Deliberate Evolution: Agentic Reasoning for Sample-Efficient Symbolic Regression with LLMs¶

Conference: ICML 2026
arXiv: 2606.04360
Code: https://github.com/Xinyu-Pang/Deliberate-Evolution (Available)
Area: LLM Reasoning / Agent / Symbolic Regression
Keywords: Symbolic Regression, Evolutionary Search, Agentic Reasoning, Sample Efficiency, LLM Tool Calling

TL;DR¶

The proposal-score loop dominated by LLMs in symbolic regression is decomposed into two layers: "Proposal vs. Navigation." By explicitly guiding the LLM with three types of signals—adaptive operators (direction), diagnostic tools (residuals/dimensions), and reflective memory (trajectory experience)—this method reduces the average NMSE by 37–55% on LLM-SRBench using only 40% of the evaluation budget.

Background & Motivation¶

Background: Current mainstream LLM-based symbolic regression (LLM-SR, LASR, SGA) follows an "evolutionary optimization" approach—an LLM proposes candidate expressions, BFGS fits constants, MSE is used for scoring, and the feedback is sent back to the LLM for further mutation.

Limitations of Prior Work: This loop suffers from extremely poor sample efficiency, requiring an average of \(10^3\) candidate evaluations per problem.
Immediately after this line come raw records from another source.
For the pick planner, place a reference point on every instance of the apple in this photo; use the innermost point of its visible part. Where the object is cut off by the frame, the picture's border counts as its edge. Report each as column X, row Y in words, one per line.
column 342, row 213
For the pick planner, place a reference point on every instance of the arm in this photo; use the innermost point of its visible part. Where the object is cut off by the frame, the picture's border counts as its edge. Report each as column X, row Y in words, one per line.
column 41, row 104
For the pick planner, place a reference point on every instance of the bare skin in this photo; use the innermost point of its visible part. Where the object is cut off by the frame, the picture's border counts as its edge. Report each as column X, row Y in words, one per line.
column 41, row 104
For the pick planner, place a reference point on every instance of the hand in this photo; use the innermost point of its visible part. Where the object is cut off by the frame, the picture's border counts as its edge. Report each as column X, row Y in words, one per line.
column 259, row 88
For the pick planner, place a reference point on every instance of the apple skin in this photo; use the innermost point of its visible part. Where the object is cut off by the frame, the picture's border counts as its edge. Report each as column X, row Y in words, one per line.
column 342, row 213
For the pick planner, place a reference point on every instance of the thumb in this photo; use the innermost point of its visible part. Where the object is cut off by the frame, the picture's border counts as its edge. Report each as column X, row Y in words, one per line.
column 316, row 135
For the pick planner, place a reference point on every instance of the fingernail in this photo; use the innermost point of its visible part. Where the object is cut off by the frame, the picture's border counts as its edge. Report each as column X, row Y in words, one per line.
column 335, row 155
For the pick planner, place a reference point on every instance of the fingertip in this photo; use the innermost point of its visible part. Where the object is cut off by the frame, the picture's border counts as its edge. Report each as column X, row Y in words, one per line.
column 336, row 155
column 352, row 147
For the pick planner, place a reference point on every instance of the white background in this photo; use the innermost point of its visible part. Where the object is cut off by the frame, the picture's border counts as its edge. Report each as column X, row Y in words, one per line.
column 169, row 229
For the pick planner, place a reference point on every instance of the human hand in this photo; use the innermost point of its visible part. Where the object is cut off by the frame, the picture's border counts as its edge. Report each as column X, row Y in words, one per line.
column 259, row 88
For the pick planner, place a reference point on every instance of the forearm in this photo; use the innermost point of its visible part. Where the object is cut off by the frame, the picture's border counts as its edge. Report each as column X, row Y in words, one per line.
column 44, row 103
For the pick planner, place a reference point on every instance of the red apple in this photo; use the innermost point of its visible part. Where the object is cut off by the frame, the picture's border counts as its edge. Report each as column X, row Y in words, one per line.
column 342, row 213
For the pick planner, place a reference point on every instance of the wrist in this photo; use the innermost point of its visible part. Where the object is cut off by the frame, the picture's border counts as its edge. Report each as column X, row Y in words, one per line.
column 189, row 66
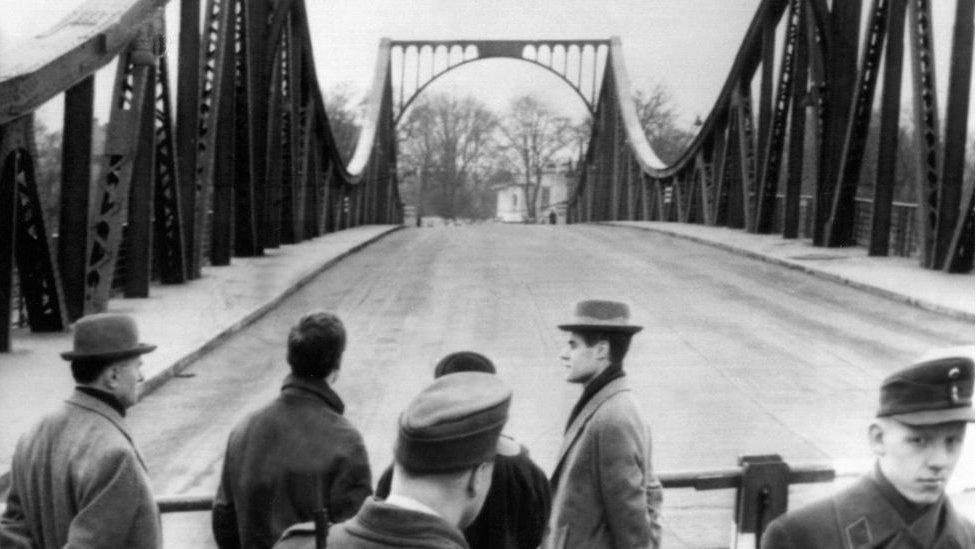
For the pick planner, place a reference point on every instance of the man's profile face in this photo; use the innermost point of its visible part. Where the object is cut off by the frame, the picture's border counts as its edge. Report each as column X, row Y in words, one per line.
column 127, row 382
column 583, row 362
column 918, row 460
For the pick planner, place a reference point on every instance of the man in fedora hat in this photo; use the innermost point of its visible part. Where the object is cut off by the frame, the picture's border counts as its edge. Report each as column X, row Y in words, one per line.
column 77, row 479
column 916, row 436
column 605, row 491
column 447, row 439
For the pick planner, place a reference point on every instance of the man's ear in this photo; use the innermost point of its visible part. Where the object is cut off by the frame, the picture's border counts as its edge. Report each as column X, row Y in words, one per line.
column 876, row 438
column 601, row 349
column 481, row 474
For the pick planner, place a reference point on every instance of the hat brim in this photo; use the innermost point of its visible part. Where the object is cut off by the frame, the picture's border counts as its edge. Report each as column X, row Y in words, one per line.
column 934, row 417
column 139, row 349
column 625, row 329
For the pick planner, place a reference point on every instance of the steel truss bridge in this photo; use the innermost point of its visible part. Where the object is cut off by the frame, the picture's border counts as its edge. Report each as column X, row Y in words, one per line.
column 240, row 158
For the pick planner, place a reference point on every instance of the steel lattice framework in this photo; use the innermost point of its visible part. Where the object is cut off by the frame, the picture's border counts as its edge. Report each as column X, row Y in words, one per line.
column 744, row 167
column 247, row 161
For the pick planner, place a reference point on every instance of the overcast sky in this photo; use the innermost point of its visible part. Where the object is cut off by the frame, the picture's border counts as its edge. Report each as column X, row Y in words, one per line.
column 687, row 45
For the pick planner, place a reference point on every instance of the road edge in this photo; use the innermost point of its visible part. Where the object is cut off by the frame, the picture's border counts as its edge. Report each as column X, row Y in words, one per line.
column 881, row 292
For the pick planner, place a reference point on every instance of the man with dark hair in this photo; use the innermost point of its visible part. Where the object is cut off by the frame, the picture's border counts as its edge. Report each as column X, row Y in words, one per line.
column 447, row 439
column 917, row 437
column 297, row 454
column 77, row 479
column 517, row 506
column 605, row 491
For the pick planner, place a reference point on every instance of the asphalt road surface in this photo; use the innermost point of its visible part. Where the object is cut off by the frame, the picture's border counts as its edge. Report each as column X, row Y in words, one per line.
column 737, row 356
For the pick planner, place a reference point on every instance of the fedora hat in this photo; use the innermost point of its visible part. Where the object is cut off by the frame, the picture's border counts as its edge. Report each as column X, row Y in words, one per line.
column 106, row 336
column 599, row 315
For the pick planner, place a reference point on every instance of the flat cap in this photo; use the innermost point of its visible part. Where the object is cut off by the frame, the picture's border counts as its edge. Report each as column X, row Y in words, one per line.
column 453, row 424
column 938, row 390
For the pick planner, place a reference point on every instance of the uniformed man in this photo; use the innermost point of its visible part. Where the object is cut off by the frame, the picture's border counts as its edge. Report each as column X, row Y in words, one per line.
column 77, row 478
column 917, row 437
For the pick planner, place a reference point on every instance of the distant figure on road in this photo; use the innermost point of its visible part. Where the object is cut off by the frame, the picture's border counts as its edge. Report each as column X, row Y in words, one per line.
column 77, row 479
column 605, row 490
column 517, row 506
column 297, row 454
column 917, row 437
column 447, row 439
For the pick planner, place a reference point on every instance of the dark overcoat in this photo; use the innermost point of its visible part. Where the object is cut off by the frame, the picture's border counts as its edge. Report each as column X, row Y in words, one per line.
column 77, row 480
column 606, row 494
column 379, row 525
column 284, row 461
column 860, row 516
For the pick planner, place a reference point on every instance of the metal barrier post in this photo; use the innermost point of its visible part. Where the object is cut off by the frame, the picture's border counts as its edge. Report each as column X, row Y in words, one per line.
column 761, row 497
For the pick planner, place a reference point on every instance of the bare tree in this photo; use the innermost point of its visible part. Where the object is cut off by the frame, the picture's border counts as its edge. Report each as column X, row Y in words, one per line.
column 345, row 117
column 659, row 118
column 446, row 143
column 535, row 136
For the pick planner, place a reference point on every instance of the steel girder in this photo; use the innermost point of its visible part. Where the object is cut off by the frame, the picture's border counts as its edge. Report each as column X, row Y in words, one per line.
column 444, row 56
column 206, row 185
column 816, row 121
column 23, row 236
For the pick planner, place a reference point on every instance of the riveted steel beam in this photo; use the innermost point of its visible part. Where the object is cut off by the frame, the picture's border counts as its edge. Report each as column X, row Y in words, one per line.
column 76, row 157
column 884, row 183
column 131, row 91
column 953, row 218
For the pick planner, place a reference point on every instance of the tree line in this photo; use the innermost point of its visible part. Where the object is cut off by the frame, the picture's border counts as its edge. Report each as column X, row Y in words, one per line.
column 455, row 152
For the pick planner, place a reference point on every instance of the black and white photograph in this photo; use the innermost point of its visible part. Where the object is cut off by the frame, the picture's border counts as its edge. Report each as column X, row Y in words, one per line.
column 460, row 274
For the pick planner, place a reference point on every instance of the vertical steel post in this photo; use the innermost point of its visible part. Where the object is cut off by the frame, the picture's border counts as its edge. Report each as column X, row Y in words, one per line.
column 840, row 225
column 226, row 142
column 76, row 158
column 138, row 233
column 884, row 183
column 798, row 114
column 843, row 27
column 957, row 118
column 8, row 233
column 187, row 125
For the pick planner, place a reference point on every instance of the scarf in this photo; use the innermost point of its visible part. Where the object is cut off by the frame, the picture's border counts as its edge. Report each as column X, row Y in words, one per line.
column 612, row 372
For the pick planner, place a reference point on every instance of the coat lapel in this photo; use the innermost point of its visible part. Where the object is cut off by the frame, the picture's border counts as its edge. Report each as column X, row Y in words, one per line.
column 92, row 404
column 576, row 428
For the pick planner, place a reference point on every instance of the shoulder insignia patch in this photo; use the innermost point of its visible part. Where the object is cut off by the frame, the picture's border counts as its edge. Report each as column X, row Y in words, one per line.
column 858, row 533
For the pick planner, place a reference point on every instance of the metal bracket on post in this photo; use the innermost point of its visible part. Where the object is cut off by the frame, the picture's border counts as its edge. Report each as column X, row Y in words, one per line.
column 761, row 497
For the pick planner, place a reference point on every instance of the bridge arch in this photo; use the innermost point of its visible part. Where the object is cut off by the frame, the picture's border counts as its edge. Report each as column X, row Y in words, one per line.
column 542, row 53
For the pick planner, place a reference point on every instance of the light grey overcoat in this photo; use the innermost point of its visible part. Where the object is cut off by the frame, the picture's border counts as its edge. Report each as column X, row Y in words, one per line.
column 77, row 480
column 606, row 491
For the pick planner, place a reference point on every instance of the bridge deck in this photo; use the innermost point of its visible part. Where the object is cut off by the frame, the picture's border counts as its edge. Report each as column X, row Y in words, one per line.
column 737, row 357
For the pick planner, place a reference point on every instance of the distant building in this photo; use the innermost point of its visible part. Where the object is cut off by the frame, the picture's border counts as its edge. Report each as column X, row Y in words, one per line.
column 557, row 183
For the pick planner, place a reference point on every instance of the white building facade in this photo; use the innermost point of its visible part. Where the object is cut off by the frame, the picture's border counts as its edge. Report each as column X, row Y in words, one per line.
column 511, row 205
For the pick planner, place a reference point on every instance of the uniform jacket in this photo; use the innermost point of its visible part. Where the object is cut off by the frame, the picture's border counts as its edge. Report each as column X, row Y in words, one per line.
column 77, row 480
column 516, row 508
column 860, row 516
column 284, row 461
column 379, row 525
column 606, row 494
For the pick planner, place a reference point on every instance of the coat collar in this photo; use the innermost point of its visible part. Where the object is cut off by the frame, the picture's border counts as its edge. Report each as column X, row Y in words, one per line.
column 305, row 387
column 616, row 386
column 92, row 404
column 866, row 519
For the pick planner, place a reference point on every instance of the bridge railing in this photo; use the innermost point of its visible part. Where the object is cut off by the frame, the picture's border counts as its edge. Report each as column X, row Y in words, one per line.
column 239, row 160
column 761, row 484
column 810, row 121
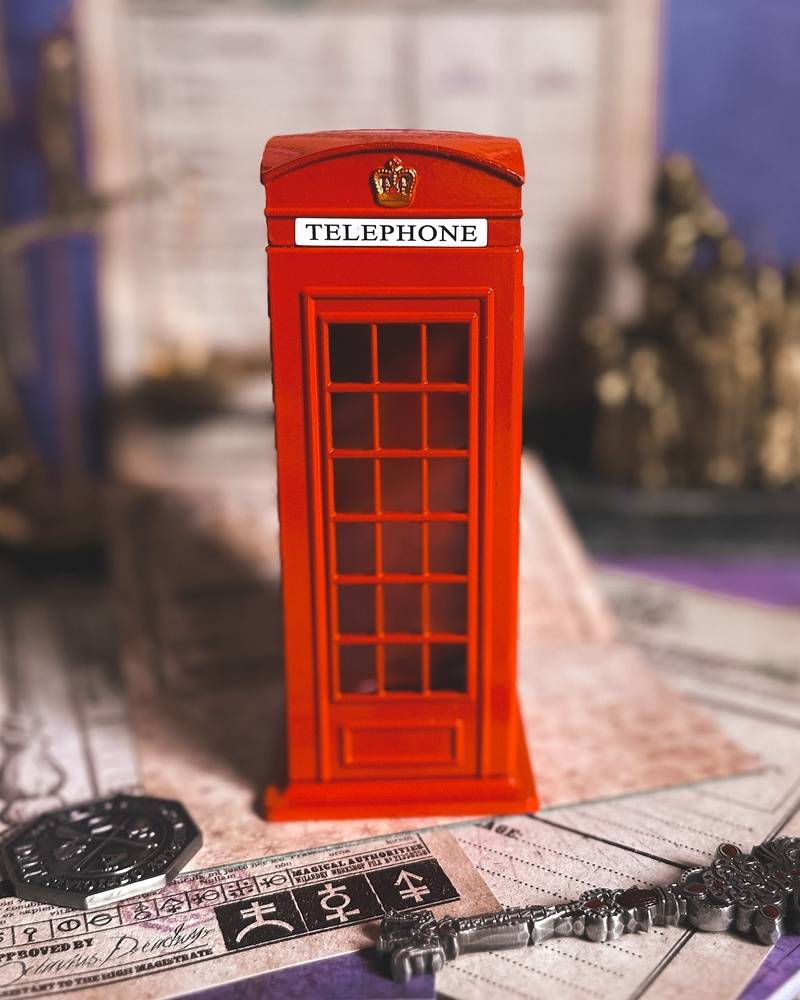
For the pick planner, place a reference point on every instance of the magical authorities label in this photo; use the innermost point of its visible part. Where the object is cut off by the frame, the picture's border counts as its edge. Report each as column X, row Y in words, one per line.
column 442, row 233
column 210, row 914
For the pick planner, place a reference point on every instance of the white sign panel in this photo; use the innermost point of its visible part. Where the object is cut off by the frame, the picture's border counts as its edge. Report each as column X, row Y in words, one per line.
column 330, row 232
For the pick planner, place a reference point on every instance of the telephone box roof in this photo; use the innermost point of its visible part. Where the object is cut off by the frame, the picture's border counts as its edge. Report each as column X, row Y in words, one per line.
column 497, row 154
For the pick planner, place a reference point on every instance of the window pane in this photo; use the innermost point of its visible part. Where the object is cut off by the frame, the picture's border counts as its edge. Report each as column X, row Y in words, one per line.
column 399, row 352
column 448, row 352
column 349, row 346
column 447, row 484
column 356, row 609
column 353, row 485
column 448, row 608
column 357, row 670
column 401, row 484
column 448, row 667
column 402, row 608
column 351, row 419
column 402, row 547
column 355, row 548
column 447, row 547
column 400, row 420
column 448, row 426
column 403, row 667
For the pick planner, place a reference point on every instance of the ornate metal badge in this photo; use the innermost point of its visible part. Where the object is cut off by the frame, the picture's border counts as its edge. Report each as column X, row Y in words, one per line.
column 92, row 854
column 757, row 894
column 394, row 184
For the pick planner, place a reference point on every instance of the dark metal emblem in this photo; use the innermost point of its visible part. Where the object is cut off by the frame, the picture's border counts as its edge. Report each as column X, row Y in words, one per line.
column 755, row 894
column 99, row 852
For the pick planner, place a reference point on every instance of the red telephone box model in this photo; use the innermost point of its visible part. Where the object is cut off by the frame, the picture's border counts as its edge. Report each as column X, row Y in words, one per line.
column 395, row 290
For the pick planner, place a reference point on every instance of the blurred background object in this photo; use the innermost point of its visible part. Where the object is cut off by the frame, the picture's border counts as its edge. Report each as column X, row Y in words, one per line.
column 662, row 303
column 704, row 388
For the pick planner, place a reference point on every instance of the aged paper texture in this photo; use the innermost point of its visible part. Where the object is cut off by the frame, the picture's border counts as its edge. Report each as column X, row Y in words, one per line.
column 216, row 925
column 741, row 662
column 197, row 580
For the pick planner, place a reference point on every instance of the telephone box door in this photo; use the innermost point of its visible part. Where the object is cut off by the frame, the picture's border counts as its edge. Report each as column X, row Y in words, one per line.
column 399, row 473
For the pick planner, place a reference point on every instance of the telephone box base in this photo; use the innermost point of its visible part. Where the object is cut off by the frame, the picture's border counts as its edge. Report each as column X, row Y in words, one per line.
column 437, row 796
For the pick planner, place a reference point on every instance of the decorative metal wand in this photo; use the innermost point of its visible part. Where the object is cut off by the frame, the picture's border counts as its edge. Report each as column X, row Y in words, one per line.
column 757, row 894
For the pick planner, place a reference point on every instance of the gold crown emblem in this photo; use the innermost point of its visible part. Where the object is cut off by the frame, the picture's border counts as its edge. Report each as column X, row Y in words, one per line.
column 394, row 184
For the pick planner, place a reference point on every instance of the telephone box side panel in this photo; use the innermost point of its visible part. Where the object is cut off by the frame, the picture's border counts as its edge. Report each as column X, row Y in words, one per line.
column 503, row 519
column 296, row 521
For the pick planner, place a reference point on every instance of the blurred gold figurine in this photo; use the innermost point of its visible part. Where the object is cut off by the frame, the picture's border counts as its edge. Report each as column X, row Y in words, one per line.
column 704, row 390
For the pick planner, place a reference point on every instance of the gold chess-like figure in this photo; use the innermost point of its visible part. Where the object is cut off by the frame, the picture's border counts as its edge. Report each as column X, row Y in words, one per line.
column 704, row 389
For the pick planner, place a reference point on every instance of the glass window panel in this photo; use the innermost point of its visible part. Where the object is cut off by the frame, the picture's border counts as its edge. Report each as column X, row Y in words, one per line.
column 401, row 484
column 399, row 352
column 402, row 547
column 357, row 670
column 400, row 420
column 350, row 347
column 356, row 609
column 355, row 548
column 448, row 424
column 447, row 547
column 353, row 485
column 403, row 667
column 402, row 608
column 351, row 419
column 448, row 352
column 448, row 667
column 448, row 608
column 447, row 485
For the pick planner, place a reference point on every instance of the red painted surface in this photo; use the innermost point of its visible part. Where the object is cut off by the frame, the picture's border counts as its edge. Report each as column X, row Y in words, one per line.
column 397, row 378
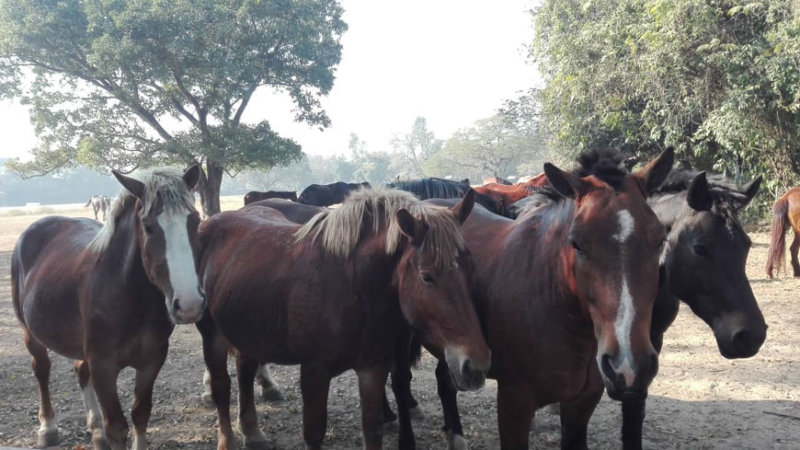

This occurs because the LLM only receives a "parent expression + a scalar MSE," forcing it to simultaneously reason about three things: how to modify, why it is wrong, and what the past experiences were.

Key Challenge: Existing methods forcefully pack "proposal" and "search guidance"—two tasks that should be decoupled—into the same prompt. Scalar feedback lacks three critical signals: Direction (should it refine or regenerate?), Diagnostics (does the residual hide periodicity or dimensional errors?), and Memory (which motifs succeeded before and which edits failed?). Consequently, the search oscillates between candidates that "look reasonable but are uninformative."

Goal: To explicitize and modularize these three types of signals, allowing the LLM to focus on its strength—proposing symbolic skeletons—while delegating "navigation" to deterministic modules.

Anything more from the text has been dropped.